Text on images in '23 data set for image Retrieval

sarah · January 26, 2023, 12:14pm

Dear all,
is there a date when the '23 data set will be augmented with the text that is in the images? As far as we know, we would get the image texts so that we would not need to use OCR like most of the teams last year.
Thank you so much!
Sarah Bachinger

johanneskiesel · January 26, 2023, 4:05pm

Hi Sarah,

I hope I get this done next week. If not it should be ready the week after that.

sarah · January 26, 2023, 6:11pm

Hi Johannes,

Thank you so much, that is probably a lot of work! It would be great if you could reply here when the data is complete.

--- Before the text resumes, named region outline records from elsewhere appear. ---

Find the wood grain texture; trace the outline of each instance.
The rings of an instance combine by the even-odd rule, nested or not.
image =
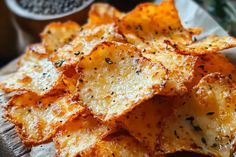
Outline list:
[[[16,70],[16,60],[0,70],[0,80],[4,74]],[[0,157],[29,157],[30,149],[26,148],[17,135],[14,125],[3,118],[3,105],[0,105]]]

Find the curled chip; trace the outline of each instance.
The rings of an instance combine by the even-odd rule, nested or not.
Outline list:
[[[75,157],[90,149],[111,132],[91,115],[82,115],[67,123],[57,133],[54,143],[57,156]]]
[[[9,101],[6,118],[16,125],[24,144],[32,146],[49,140],[59,127],[83,111],[69,96],[39,97],[25,92]]]
[[[169,45],[175,48],[175,51],[181,54],[204,55],[216,53],[224,49],[236,47],[236,39],[230,36],[208,36],[202,40],[191,44],[173,43],[166,41]]]
[[[98,45],[77,69],[81,75],[79,99],[103,121],[112,121],[160,93],[167,79],[161,64],[142,57],[135,47],[117,42]]]
[[[118,20],[123,13],[106,3],[95,3],[89,11],[88,23],[85,27],[110,24]]]
[[[58,72],[45,57],[41,45],[31,45],[19,62],[17,72],[1,80],[0,87],[6,92],[32,91],[44,95],[51,91],[63,89],[63,74]],[[40,52],[36,52],[39,50]]]
[[[236,86],[229,78],[220,73],[205,76],[166,121],[161,150],[230,157],[235,144],[235,104]]]
[[[188,84],[189,88],[197,85],[203,76],[214,72],[219,72],[229,76],[234,81],[236,80],[236,68],[223,54],[206,54],[197,60],[194,79]]]
[[[119,121],[140,143],[155,152],[165,119],[173,111],[173,98],[156,96],[137,106]]]
[[[160,5],[143,3],[123,16],[117,25],[127,41],[146,52],[163,51],[168,48],[165,40],[174,43],[190,44],[192,35],[199,29],[184,29],[174,1],[168,0]],[[168,51],[173,51],[171,47]]]
[[[75,66],[82,56],[88,55],[92,49],[103,41],[122,41],[114,24],[101,25],[80,31],[70,43],[59,48],[51,56],[57,68],[65,69]]]
[[[161,95],[181,95],[188,92],[188,84],[194,79],[197,56],[176,53],[159,52],[155,54],[142,53],[153,62],[160,62],[168,69],[168,80]]]
[[[71,41],[79,30],[80,26],[72,21],[50,23],[41,33],[42,44],[47,53],[52,53]]]
[[[92,149],[82,156],[115,156],[115,157],[149,157],[149,151],[137,140],[128,135],[107,137],[98,142]]]

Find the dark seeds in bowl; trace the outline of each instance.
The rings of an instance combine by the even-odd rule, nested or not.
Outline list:
[[[18,0],[23,9],[41,15],[67,13],[80,7],[87,0]]]

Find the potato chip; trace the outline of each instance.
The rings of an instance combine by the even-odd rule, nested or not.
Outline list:
[[[114,120],[160,93],[167,79],[161,64],[142,57],[135,47],[117,42],[98,45],[77,69],[81,75],[79,99],[103,121]]]
[[[161,150],[231,156],[235,144],[235,104],[236,86],[229,78],[220,73],[205,76],[166,121]]]
[[[173,98],[156,96],[137,106],[119,121],[140,143],[155,152],[164,120],[173,111]]]
[[[88,55],[92,49],[103,41],[122,41],[114,24],[101,25],[92,29],[84,29],[76,38],[52,54],[51,61],[58,68],[75,66],[82,56]]]
[[[149,157],[152,155],[133,137],[118,135],[98,142],[93,149],[87,151],[82,156]]]
[[[0,87],[4,91],[32,91],[44,95],[56,89],[63,90],[63,74],[57,71],[41,52],[43,48],[39,47],[39,45],[36,45],[36,48],[35,45],[29,46],[20,60],[18,71],[1,80]]]
[[[95,3],[89,10],[88,26],[110,24],[119,19],[123,13],[106,3]]]
[[[41,33],[42,44],[50,54],[71,41],[79,30],[80,26],[72,21],[50,23]]]
[[[194,79],[188,84],[189,88],[197,85],[203,76],[214,72],[220,72],[236,80],[236,68],[223,54],[207,54],[199,57],[194,70]]]
[[[146,52],[168,51],[165,40],[174,43],[190,44],[192,35],[199,34],[199,29],[184,29],[174,1],[168,0],[160,5],[143,3],[122,17],[117,25],[127,41]]]
[[[236,39],[230,36],[208,36],[202,40],[191,44],[168,43],[175,48],[175,51],[181,54],[203,55],[216,53],[224,49],[236,47]]]
[[[83,111],[69,96],[39,97],[25,92],[9,101],[6,118],[16,125],[23,143],[32,146],[49,140],[59,127]]]
[[[142,53],[153,62],[161,62],[168,69],[168,80],[161,95],[181,95],[188,91],[187,84],[193,80],[198,57],[176,53]]]
[[[111,128],[101,124],[91,115],[79,116],[62,127],[54,138],[57,155],[61,157],[78,156],[110,132]]]

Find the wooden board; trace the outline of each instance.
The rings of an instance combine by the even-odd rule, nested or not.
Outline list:
[[[13,60],[0,70],[0,80],[3,75],[16,70],[16,60]],[[30,149],[26,148],[17,135],[14,125],[2,118],[3,109],[0,106],[0,157],[29,157]]]

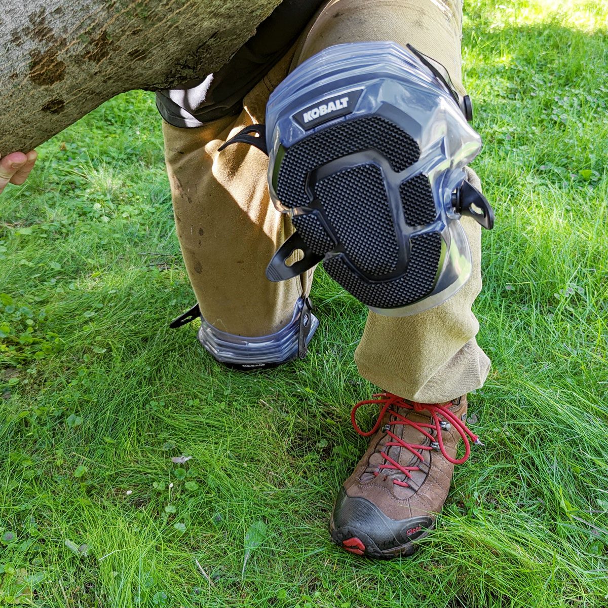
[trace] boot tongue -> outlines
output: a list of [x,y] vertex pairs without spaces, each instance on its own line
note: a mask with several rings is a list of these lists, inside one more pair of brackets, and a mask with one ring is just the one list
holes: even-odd
[[[428,424],[430,421],[430,413],[428,410],[424,410],[422,412],[412,412],[411,410],[399,408],[396,409],[402,416],[407,416],[409,420],[411,420],[416,423],[424,423]],[[401,420],[396,416],[387,413],[382,419],[381,431],[386,427],[389,423],[398,422]],[[410,424],[390,424],[389,429],[394,435],[401,438],[406,443],[413,445],[428,445],[430,443],[429,439],[424,437],[420,431]],[[429,429],[427,429],[429,430]],[[390,446],[386,447],[386,444],[389,443],[396,443],[395,440],[391,437],[385,432],[382,434],[382,438],[378,442],[374,450],[373,453],[370,458],[367,468],[361,475],[362,482],[371,481],[374,478],[384,478],[385,477],[391,479],[396,479],[400,482],[407,482],[407,477],[398,469],[380,469],[382,465],[390,464],[384,456],[382,452],[392,458],[395,462],[398,462],[402,466],[416,466],[421,460],[414,455],[409,449],[401,446]],[[378,475],[375,475],[378,473]]]

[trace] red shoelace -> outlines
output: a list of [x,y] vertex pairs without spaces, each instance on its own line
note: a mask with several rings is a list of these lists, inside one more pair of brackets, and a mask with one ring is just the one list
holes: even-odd
[[[393,440],[392,441],[388,441],[385,444],[385,448],[393,446],[404,447],[406,449],[409,450],[421,461],[424,461],[424,458],[421,454],[422,451],[435,450],[438,452],[441,452],[443,455],[443,457],[453,465],[461,465],[468,459],[471,454],[469,438],[471,441],[475,444],[483,445],[479,440],[479,438],[471,432],[466,424],[448,409],[448,407],[452,405],[450,402],[446,404],[439,403],[416,403],[415,401],[406,401],[401,397],[398,397],[392,393],[378,393],[372,396],[374,398],[365,401],[359,401],[353,408],[350,413],[351,421],[353,423],[353,428],[359,435],[364,437],[368,437],[370,435],[373,435],[380,427],[382,420],[387,412],[395,416],[396,418],[396,420],[387,423],[383,428],[387,435]],[[374,404],[378,406],[380,408],[380,413],[378,414],[378,420],[376,420],[376,424],[374,424],[373,428],[366,432],[361,430],[359,427],[359,425],[355,420],[355,415],[357,410],[361,406],[368,405],[369,404]],[[426,410],[430,413],[432,423],[415,422],[413,420],[410,420],[397,411],[399,408],[413,410],[414,412],[422,412],[423,410]],[[427,437],[430,440],[430,445],[421,446],[416,443],[407,443],[406,441],[404,441],[390,430],[391,426],[397,424],[409,424],[410,426],[413,426],[425,437]],[[458,460],[452,458],[446,451],[445,446],[443,444],[443,438],[441,437],[441,431],[450,430],[452,426],[456,429],[458,435],[462,437],[462,440],[465,443],[465,455]],[[435,435],[434,436],[429,432],[426,430],[427,429],[434,430],[435,431]],[[411,479],[412,471],[420,470],[418,466],[402,466],[396,460],[392,458],[385,452],[381,452],[380,453],[385,462],[384,465],[381,465],[378,467],[378,471],[374,472],[374,475],[376,476],[380,474],[381,470],[392,469],[401,471],[406,477],[408,479]],[[407,483],[399,481],[398,479],[393,479],[393,483],[399,486],[403,486],[404,488],[409,487]]]

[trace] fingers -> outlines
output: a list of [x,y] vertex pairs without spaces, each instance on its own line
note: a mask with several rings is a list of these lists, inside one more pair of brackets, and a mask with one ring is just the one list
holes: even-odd
[[38,154],[35,150],[12,152],[0,159],[0,193],[9,182],[19,185],[22,184],[34,166]]
[[27,176],[30,174],[30,171],[33,168],[36,159],[38,158],[38,153],[36,150],[30,150],[26,154],[26,157],[27,158],[26,164],[20,169],[18,169],[13,176],[10,181],[11,184],[20,186],[27,179]]

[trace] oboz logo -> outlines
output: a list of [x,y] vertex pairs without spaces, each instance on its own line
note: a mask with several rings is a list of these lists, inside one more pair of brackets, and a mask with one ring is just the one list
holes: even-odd
[[294,118],[303,128],[312,129],[325,120],[350,114],[362,92],[362,89],[350,91],[340,97],[328,97],[297,112]]
[[303,119],[305,122],[310,122],[319,116],[325,116],[326,114],[335,112],[336,110],[342,110],[348,107],[348,98],[342,97],[336,99],[333,102],[330,102],[328,104],[322,103],[318,108],[313,108],[308,112],[305,112]]

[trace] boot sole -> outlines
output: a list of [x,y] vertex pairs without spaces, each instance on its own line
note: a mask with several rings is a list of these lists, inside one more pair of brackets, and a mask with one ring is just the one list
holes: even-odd
[[[427,536],[434,527],[434,522],[428,530],[416,538],[420,540]],[[331,539],[340,548],[361,557],[373,559],[394,559],[395,558],[409,558],[416,552],[417,546],[411,541],[400,547],[381,550],[375,542],[364,532],[348,526],[337,529],[333,517],[330,520],[330,534]]]

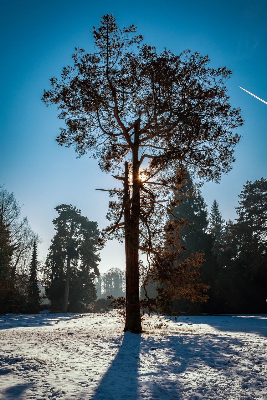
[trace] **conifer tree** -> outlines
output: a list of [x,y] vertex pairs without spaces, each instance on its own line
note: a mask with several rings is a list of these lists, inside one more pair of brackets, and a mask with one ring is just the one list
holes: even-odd
[[178,218],[186,220],[182,226],[180,235],[182,244],[185,246],[180,257],[185,259],[192,253],[203,254],[203,261],[199,268],[200,278],[209,287],[208,298],[201,304],[196,301],[176,302],[176,308],[184,307],[183,311],[192,312],[216,311],[218,306],[219,280],[221,273],[216,256],[213,254],[214,239],[208,232],[207,205],[200,191],[197,189],[188,175],[183,191],[178,195],[180,201],[173,214]]
[[55,209],[59,215],[53,220],[57,232],[45,262],[46,292],[52,310],[80,311],[96,298],[100,232],[97,222],[76,207],[63,204]]
[[171,267],[176,254],[162,252],[164,235],[168,232],[170,244],[170,230],[176,228],[174,222],[162,224],[162,202],[177,190],[184,166],[200,179],[217,181],[231,170],[239,140],[233,130],[243,121],[228,101],[225,84],[230,70],[210,68],[208,56],[196,52],[158,54],[140,45],[142,36],[136,31],[134,25],[120,29],[112,14],[104,15],[92,31],[94,53],[77,48],[73,64],[63,68],[61,78],[51,79],[43,100],[57,104],[65,120],[57,138],[61,146],[74,146],[79,156],[89,153],[103,171],[121,172],[114,177],[123,189],[109,191],[118,201],[110,202],[111,223],[103,233],[105,240],[124,239],[124,330],[139,333],[139,251],[166,284],[178,276]]
[[247,181],[222,254],[227,312],[267,312],[267,179]]
[[27,288],[27,302],[26,306],[26,310],[34,314],[39,313],[41,302],[40,296],[40,289],[38,284],[37,276],[39,262],[37,258],[36,247],[36,240],[34,240],[30,265],[30,276]]
[[224,220],[219,211],[217,200],[214,200],[211,206],[209,215],[209,232],[214,238],[213,251],[218,256],[221,250],[225,234]]

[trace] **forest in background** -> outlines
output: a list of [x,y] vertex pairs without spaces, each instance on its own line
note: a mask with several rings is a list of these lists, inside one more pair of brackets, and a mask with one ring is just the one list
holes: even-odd
[[[170,310],[176,313],[267,312],[267,179],[247,181],[239,195],[237,219],[225,222],[216,200],[209,212],[188,176],[182,190],[174,195],[179,205],[167,218],[182,222],[180,260],[202,254],[200,279],[208,287],[208,298],[202,303],[189,301],[181,290],[180,298],[165,299],[167,314]],[[38,312],[44,306],[40,284],[54,312],[89,311],[97,299],[125,296],[124,271],[115,267],[99,274],[103,245],[97,222],[89,221],[75,207],[58,206],[59,216],[53,221],[56,233],[41,263],[40,237],[26,218],[21,219],[13,194],[2,187],[0,195],[0,312]],[[147,296],[157,298],[162,285],[148,284]],[[145,297],[143,284],[140,280],[141,298]],[[107,306],[106,302],[102,304]]]

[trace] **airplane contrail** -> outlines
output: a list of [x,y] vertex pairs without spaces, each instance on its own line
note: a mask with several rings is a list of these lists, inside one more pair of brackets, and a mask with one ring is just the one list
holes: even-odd
[[246,92],[247,93],[249,93],[249,94],[251,94],[252,96],[254,96],[254,97],[256,97],[256,99],[258,99],[258,100],[260,100],[261,101],[265,103],[265,104],[267,104],[267,102],[265,101],[264,100],[263,100],[262,99],[260,99],[259,97],[258,97],[257,96],[255,96],[255,94],[253,94],[253,93],[251,93],[250,92],[249,92],[248,90],[246,90],[245,89],[243,89],[243,88],[241,88],[241,86],[239,86],[239,88],[240,89],[243,89],[243,90],[245,90],[245,92]]

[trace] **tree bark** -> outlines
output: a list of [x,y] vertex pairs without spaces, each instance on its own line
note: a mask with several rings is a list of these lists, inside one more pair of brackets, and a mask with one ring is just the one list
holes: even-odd
[[125,163],[124,211],[126,262],[126,317],[123,332],[142,332],[139,298],[139,239],[140,216],[140,186],[138,128],[133,148],[131,201],[130,202],[129,164]]

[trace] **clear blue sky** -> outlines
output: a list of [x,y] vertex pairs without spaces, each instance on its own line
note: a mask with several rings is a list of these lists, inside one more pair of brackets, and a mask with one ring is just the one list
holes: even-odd
[[[119,26],[134,24],[144,42],[158,51],[178,54],[185,48],[208,54],[210,66],[231,68],[230,103],[245,120],[233,171],[219,185],[202,188],[209,208],[214,198],[226,220],[235,217],[238,195],[246,180],[267,177],[267,2],[226,0],[93,3],[80,0],[12,0],[2,2],[0,184],[5,183],[21,204],[33,229],[42,237],[44,256],[55,233],[54,208],[71,204],[83,215],[105,226],[111,176],[86,156],[55,141],[62,121],[55,108],[41,102],[49,79],[59,77],[71,62],[75,46],[93,50],[90,30],[104,14],[113,13]],[[123,248],[110,243],[101,252],[101,271],[124,268]]]

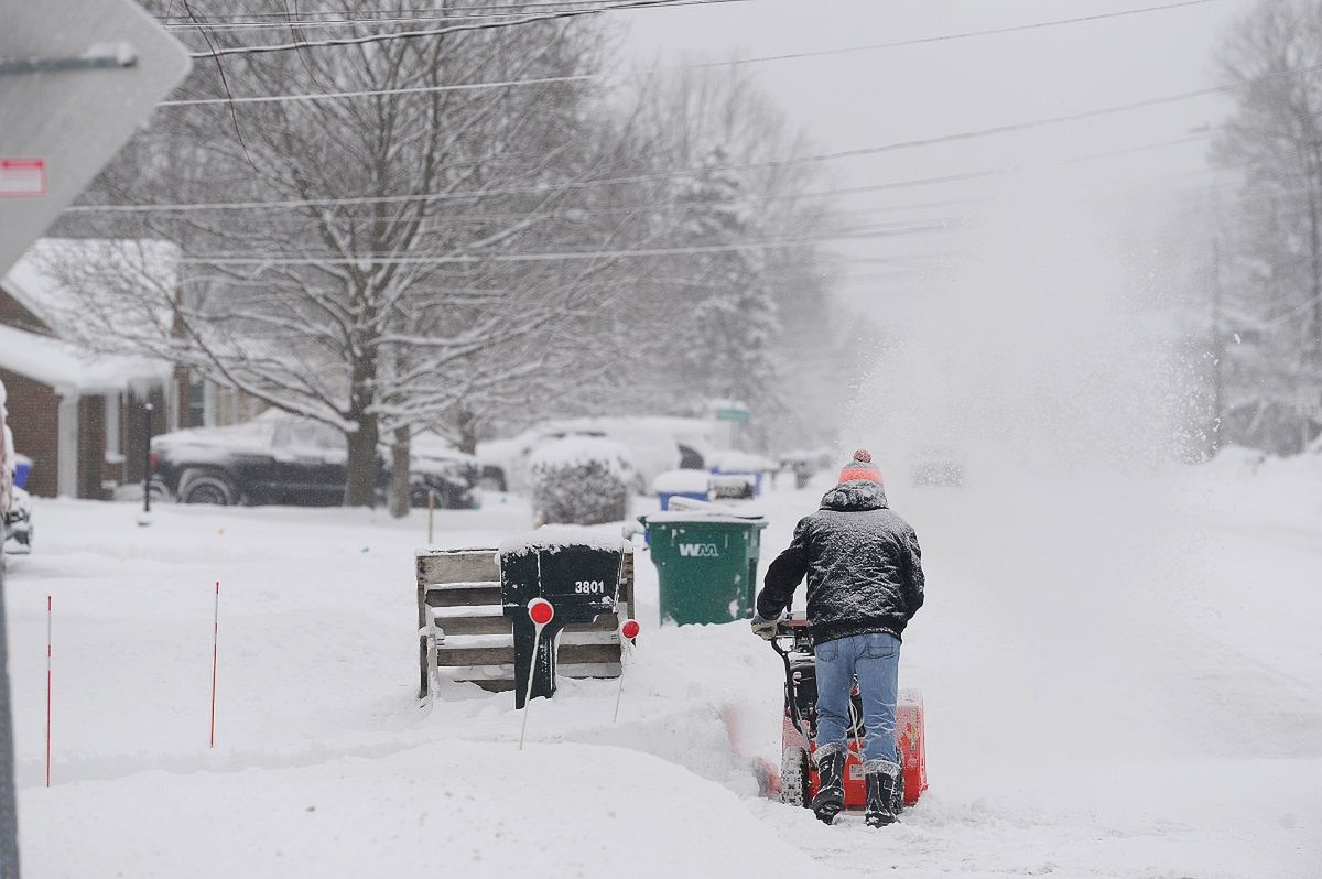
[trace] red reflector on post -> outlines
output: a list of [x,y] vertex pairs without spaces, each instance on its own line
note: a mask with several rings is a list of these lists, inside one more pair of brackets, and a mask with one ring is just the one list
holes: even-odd
[[555,619],[555,608],[546,599],[533,599],[527,603],[527,619],[537,625],[546,625]]

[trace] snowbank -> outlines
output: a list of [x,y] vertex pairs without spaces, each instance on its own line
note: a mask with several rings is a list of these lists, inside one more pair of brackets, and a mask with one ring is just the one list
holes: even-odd
[[[645,555],[619,723],[617,681],[562,681],[521,753],[512,694],[415,698],[419,513],[163,505],[139,529],[38,498],[42,550],[5,583],[25,875],[1315,879],[1317,463],[1216,467],[895,488],[928,574],[900,675],[932,786],[886,833],[758,796],[780,660],[746,623],[661,627]],[[761,501],[763,572],[818,497]],[[438,541],[529,516],[438,510]]]

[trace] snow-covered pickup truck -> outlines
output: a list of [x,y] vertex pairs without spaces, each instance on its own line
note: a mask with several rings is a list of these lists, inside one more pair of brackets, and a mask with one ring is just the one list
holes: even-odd
[[[263,415],[230,427],[196,427],[152,439],[152,490],[182,504],[291,504],[329,506],[344,501],[348,471],[344,434],[308,419]],[[390,481],[390,456],[378,453],[378,490]],[[438,443],[415,452],[411,500],[428,492],[443,508],[481,502],[476,459]]]
[[[32,551],[32,506],[28,493],[15,484],[17,455],[5,423],[5,390],[0,382],[0,546],[5,553]],[[3,563],[0,553],[0,563]]]

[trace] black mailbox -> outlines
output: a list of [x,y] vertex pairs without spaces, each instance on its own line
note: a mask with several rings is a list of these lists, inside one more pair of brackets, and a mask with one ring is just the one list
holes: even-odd
[[[570,623],[592,623],[603,613],[613,613],[623,570],[623,547],[533,543],[501,549],[501,604],[514,625],[516,708],[522,708],[527,698],[555,695],[555,641],[561,631]],[[555,617],[542,629],[535,657],[537,627],[527,616],[533,599],[546,599],[555,608]]]

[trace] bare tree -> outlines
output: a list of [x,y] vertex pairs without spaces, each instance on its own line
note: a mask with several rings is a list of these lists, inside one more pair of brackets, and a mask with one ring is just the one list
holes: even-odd
[[371,504],[383,435],[442,415],[459,395],[440,382],[461,363],[572,320],[594,292],[486,271],[564,222],[571,190],[557,184],[583,164],[586,86],[448,86],[571,77],[596,46],[582,25],[545,22],[217,58],[223,77],[197,65],[198,96],[369,94],[163,110],[137,163],[152,173],[119,197],[254,206],[145,214],[144,230],[186,251],[181,293],[156,304],[169,332],[102,342],[344,430],[345,500]]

johanneskiesel · February 10, 2023, 5:22pm

Hi Sarah,

Sorry that it took so long! Quality assurance took me longer than I expected. However, I think the new dataset is now in a good shape. And the OCR worked (from what I saw) really well.

I still need to update some links, but you can the data already here: Touché23-Image-Retrieval-for-Arguments | Zenodo

Thanks to all the queries that were submitted the data now also has a nice size for a retrieval task (a bit over 1000 images per topic on average)!

Thanks!

sarah · February 15, 2023, 5:57pm

Great, thank you so much!

johanneskiesel · February 16, 2023, 8:05am

By the way, if you have feedback on the dataset: I would still be open to change things if necessary. Especially: do you think there is still too much text on the images?